The development could benefit billionaire investor William Ackman, who has placed a $1 billion bet that Herbalife’s stock price will eventually fall to zero under regulatory scrutiny for what he has called a pyramid scheme. Operators of pyramid schemes typically try to make money by recruiting new members, who pay fees, rather than relying only on the sale of goods.
Herbalife has vehemently denied Ackman’s claim that it’s operating a pyramid scheme.
Chinese officials said on Thursday that they are investigating whether Nu Skin Enterprises (NUS.N) is operating an illegal pyramid scheme after a Communist Party newspaper, the People’s Daily, said that the U.S.-based company was using sales tactics “akin to brainwashing.” Nu Skin, which makes anti-aging skin-care and nutritional products, said in a statement on Thursday that “we are aware that Chinese regulators have now initiated investigations to review issues raised by recent news reports.” Nu Skin’s stock plummeted 26.4 percent on Thursday to close at $84.80 on the New York Stock Exchange.

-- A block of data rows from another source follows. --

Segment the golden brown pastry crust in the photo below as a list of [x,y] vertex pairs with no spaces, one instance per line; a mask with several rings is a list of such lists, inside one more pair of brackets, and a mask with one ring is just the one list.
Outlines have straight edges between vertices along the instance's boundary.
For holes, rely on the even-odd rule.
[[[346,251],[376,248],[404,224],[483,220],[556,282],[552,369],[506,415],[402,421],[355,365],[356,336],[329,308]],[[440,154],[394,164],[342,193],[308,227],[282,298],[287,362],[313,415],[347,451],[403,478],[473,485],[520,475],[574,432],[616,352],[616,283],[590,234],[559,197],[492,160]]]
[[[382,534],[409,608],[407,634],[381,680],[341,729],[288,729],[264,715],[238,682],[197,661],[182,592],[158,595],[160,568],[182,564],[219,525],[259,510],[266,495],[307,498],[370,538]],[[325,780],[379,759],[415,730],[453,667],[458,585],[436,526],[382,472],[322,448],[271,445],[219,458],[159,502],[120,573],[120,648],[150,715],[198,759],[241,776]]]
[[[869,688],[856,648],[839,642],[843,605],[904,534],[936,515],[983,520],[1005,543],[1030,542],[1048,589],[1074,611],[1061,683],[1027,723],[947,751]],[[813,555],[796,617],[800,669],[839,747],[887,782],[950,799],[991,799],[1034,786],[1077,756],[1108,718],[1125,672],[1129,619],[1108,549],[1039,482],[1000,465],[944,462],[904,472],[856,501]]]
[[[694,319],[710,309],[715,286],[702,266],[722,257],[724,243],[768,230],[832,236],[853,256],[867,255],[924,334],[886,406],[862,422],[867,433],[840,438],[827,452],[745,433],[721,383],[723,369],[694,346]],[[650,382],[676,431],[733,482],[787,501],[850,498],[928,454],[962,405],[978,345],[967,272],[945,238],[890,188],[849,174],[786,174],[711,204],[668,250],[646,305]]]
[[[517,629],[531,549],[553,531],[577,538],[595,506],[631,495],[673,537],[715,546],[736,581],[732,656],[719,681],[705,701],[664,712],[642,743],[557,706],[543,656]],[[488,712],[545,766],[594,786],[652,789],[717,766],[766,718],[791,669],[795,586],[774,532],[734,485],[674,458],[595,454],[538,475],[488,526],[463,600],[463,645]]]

For some investors and academics, the Nu Skin scrutiny raised the chances that Chinese regulators might soon broaden their probe to look into Herbalife, whose global operations include China.
“The business models of these two companies, Nu Skin and Herbalife, are absolutely similar,” said William Keep, dean of the School of Business at the College of New Jersey, who has written extensively on multi-level marketing. “And it would not be a large leap for Chinese officials to make that they should also look at investigating Herbalife.”
Keep said he had received numerous inquiries from Wall Street investors about what constitutes a pyramid scheme since Ackman placed his $1 billion short bet against Herbalife in 2012. Big-name investors, including Carl Icahn and George Soros, have taken stakes in Herbalife, lining up against Ackman.
Icahn did not return a call on Thursday.
A spokeswoman for Ackman declined to comment.
Herbalife spokeswoman Barbara Henderson did not comment on whether the company expects a Chinese inquiry, but said in an email: “We are confident in our consumption-based business model in China.”
Still investors were clearly concerned as Herbalife’s stock slid 9.8 percent to close at $71.63 on Thursday. The stock has tumbled 8.98 percent for the year so far, after a surge of 138.92 percent in 2013.
For Ackman and investors in his $12 billion Pershing Square Capital Management, the probe into Nu Skin might represent a glimmer of hope that his short position, which has lost as much as $500 million, might still pay off.
In December, Ackman said that he would soon share publicly details of his own investigation that he had already given to U.S. regulators that Herbalife was probably violating multi-level marketing restrictions in China. In his year-long campaign against Herbalife, he approached the Securities and Exchange Commission, the Federal Trade Commission and various state regulators with information that he believes will support his claim that Herbalife is running a pyramid scheme in the United States.
Regulators have declined comment.
Keep said he also approached the FTC last summer, urging the agency to investigate pyramid schemes and pointing out that both Herbalife and Nu Skin may overstate the financial opportunities they promise their distributors.
An audit of Herbalife’s books released in December showed no material changes to its financial statements.